# Recursion Problems with trees (* know for exam)

- *Insert a new node into a BST tree (O(lg n) in a balanced tree, O(n) in an unbalanced)
- *Search a tree for a value (O(lg n) in a balanced tree, O(n) in an unbalanced)
- *Inorder traversal of a BST tree with printout in numerical order
- *Preorder and postorder traversals.
- *Delete a node from the tree.
- Convert a tree to it mirror(the children of every node are swapped)
- *Return the Height of a tree.
- *Return the depth of a specific node in the tree. ie(distance from root, root has a depth of 0)
- *Return the sum of the node values in a tree.
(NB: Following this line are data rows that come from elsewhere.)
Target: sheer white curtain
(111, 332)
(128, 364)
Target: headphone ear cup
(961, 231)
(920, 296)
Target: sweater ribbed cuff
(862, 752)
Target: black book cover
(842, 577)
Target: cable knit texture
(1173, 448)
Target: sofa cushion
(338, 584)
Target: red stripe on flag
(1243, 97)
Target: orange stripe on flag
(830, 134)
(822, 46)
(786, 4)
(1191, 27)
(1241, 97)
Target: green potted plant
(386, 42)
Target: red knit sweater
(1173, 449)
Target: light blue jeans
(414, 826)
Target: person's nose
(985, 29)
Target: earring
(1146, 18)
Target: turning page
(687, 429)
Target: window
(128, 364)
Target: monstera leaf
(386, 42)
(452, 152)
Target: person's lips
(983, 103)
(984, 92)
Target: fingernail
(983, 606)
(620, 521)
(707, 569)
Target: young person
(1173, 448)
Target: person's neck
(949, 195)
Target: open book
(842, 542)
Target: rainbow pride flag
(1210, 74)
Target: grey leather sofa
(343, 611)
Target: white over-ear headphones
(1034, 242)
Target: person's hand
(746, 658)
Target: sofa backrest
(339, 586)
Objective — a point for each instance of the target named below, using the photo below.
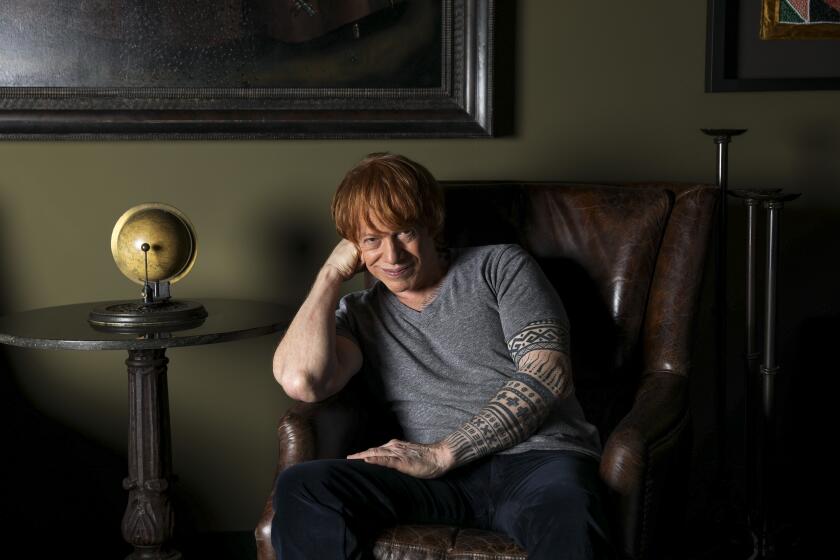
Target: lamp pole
(722, 137)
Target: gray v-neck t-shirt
(436, 368)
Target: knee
(303, 482)
(569, 518)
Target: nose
(391, 250)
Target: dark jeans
(550, 502)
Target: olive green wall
(604, 91)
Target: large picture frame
(147, 103)
(737, 59)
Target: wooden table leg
(149, 518)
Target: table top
(67, 327)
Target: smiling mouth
(397, 272)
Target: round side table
(148, 520)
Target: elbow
(300, 387)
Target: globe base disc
(140, 316)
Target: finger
(373, 451)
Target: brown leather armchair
(627, 261)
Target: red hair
(395, 190)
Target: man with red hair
(469, 348)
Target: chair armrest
(639, 457)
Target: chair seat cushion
(439, 542)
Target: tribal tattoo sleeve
(543, 375)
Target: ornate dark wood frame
(462, 107)
(721, 57)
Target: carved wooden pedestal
(148, 521)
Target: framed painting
(738, 59)
(229, 69)
(800, 19)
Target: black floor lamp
(722, 137)
(761, 376)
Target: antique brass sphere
(170, 238)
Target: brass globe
(170, 238)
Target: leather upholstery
(627, 262)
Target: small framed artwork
(800, 19)
(229, 69)
(765, 45)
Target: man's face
(405, 261)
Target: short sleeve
(531, 312)
(345, 325)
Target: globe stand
(139, 316)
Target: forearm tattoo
(540, 352)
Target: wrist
(445, 455)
- *Return the number of nodes in a tree.
- *Return the number of leaves in a tree.
- Return the IPL of a BST tree. Don’t use a global variable here! The internal path length is a nice measure of how well balanced a tree is. If you create a tree using random numbers the expected ipl will be 1.386*TREESIZE*log
_{2}(TREESIZE) – 2.846*TREESIZE. What is the minimum and maximum IPL of a tree of N nodes?
- *Augment the nodes in a tree with a size variable. Write a recursive method that fills the size variable with the number of nodes in the subtree determined by that node.
- (assume size variable is filled) Return the rank(k) of a node. # number of values in a tree strictly less than k. Do in O(lg n) .
- (assume size variable is filled) Return the range(k1,k2) # number of values in tree so that k1 <= value < k2. Do in O(lg n)
- Write bool isBST(). returns true if a BST and false otherwise.
- Augment the nodes in a tree with a sumToRoot int variable. Fill in this variable for the tree. Also implement insert(val) and delete(val) for this tree so that the sumToRoot variables are appropriately updated.
- Balance a tree from scratch. See DSW algorithm.
- Merge two BST trees.
- Create a sorted linked list containing the leaves of a BST.
- Convert BST tree to ordered doubly linked list(a very cool problem that takes some thinking)
- Find the LCA of two nodes in the BST. LCA is the lowest common ancestor.